Specter at the Feast... Sporadically spectacular
Review: Black Rebel Motorcycle Club – Specter at the Feast
Published on March 25th, 2013 | Jonny Abrams
Let’s face it: Black Rebel Motorcycle Club are good at what they do, but what they do is little more than a welcome distraction. Specter at the Feast is affecting by dint of its tragic circumstances – that is, the passing of front man Robert Levon Been’s father Michael, who produced last album Beat the Devil’s Tattoo, occasionally played guitar for the band and played a big part in their development – but the results are still very much what you might expect from a BRMC LP. For some that will come as good news, and we’ve got no beef with that: heck, there’s the usual good stuff in parts.
Six-minute opener “Fire Walker” begins in a sparse, plinky wilderness akin to monged-out Aphex Twin. After a minute or so, the more reconcilable BRMC join in on a gently loping groove, in which the bass rises to hit such satisfying dissonance as to elevate the low-key atmosphere into something quite captivating. Its soft, burning intensity reminds of second-album Cooper Temple Clause, or even early Muse with the bombast dialled down.
The ensuing “Let the Day Begin” was a 1989 hit for Michael Been’s old band The Call, and is well suited to a BRMC handover with its rumbling drums, blues-rock riffing and sneering vocals. Next up, “Returning” is a heartfelt yet unfortunately rather dull sort of ‘washy’ affair that needn’t last for over five minutes, although the splendorous comedown rock of “Lullaby” hits the mark enough to forgive it its “Blackbird”-mining riff.
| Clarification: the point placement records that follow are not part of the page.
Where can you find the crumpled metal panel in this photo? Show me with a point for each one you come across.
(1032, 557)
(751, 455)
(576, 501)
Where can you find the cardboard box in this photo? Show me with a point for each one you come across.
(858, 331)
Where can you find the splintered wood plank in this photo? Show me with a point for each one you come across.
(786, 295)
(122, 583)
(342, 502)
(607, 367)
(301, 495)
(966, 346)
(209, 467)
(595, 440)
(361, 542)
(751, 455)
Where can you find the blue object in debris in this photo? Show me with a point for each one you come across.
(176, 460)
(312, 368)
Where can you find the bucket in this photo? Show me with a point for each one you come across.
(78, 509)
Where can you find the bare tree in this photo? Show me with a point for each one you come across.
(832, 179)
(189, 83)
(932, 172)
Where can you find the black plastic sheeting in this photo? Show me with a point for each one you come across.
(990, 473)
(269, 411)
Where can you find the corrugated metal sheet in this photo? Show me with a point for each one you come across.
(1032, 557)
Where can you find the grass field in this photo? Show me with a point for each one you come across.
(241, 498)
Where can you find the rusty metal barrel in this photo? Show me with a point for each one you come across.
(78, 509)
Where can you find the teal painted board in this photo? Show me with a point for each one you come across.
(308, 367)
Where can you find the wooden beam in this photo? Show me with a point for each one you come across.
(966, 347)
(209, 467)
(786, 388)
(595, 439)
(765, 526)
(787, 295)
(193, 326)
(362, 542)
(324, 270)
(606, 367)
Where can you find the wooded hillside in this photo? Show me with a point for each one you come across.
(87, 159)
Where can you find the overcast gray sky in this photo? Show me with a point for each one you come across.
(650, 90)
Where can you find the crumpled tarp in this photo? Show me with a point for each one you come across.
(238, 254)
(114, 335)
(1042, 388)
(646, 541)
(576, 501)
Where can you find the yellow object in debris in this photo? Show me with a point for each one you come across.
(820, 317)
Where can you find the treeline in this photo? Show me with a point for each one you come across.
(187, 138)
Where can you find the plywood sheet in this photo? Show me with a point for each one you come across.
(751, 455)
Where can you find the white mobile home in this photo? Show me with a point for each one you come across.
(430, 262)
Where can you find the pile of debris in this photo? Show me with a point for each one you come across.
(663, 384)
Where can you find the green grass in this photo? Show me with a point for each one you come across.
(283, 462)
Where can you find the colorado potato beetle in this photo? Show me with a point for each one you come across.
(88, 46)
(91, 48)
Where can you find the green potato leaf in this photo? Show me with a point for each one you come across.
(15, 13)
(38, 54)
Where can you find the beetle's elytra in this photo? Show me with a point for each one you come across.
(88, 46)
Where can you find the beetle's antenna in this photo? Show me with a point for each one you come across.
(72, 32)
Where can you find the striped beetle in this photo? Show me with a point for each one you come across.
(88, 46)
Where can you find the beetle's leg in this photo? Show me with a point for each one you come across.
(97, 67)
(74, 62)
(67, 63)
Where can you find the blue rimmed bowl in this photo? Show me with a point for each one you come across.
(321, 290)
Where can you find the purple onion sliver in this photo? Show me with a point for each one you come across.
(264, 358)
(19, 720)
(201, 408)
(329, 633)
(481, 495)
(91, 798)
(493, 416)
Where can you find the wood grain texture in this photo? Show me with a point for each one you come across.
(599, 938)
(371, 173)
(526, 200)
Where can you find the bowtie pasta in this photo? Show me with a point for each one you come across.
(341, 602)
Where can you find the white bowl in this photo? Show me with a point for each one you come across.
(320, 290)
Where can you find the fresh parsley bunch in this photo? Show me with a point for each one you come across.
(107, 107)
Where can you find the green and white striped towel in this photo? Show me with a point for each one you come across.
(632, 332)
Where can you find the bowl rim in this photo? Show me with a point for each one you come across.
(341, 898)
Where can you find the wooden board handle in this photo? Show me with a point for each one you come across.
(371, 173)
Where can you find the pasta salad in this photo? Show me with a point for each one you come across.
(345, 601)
It’s back to blues on “Hate the Taste”, “Rival” and “Some Kind of Ghost”, with the punkily attitudinal “Teenage Disease” infiltrating their midst, before “Sometimes the Light” ushers back in the ‘washy’ in a grand, hymnal, Spiritualized sort of way. “Funny Games” is one the more cynical might feel compelled to start singing “Spread Your Love” over the top of, although the sleepwalking vocal reminds – rather unexpectedly – just a tad of Clinic. To be fair, it builds up quite the head of steam, letting loose with a monstrous two-note riff as it reaches its climax.
“Sell It” basically continues where “Funny Games” left off with nearly seven minutes of stomping swamp-rocking, leaving it to “Lose Yourself” – almost nine minutes – to sign off the album with a gradual build hewn out of a delicate majesty. Overall, Black Rebel Motorcycle Club very much remain Black Rebel Motorcycle Club on Specter at the Feast, but fair play to them.
Rocksucker says: Three Quails out of Five!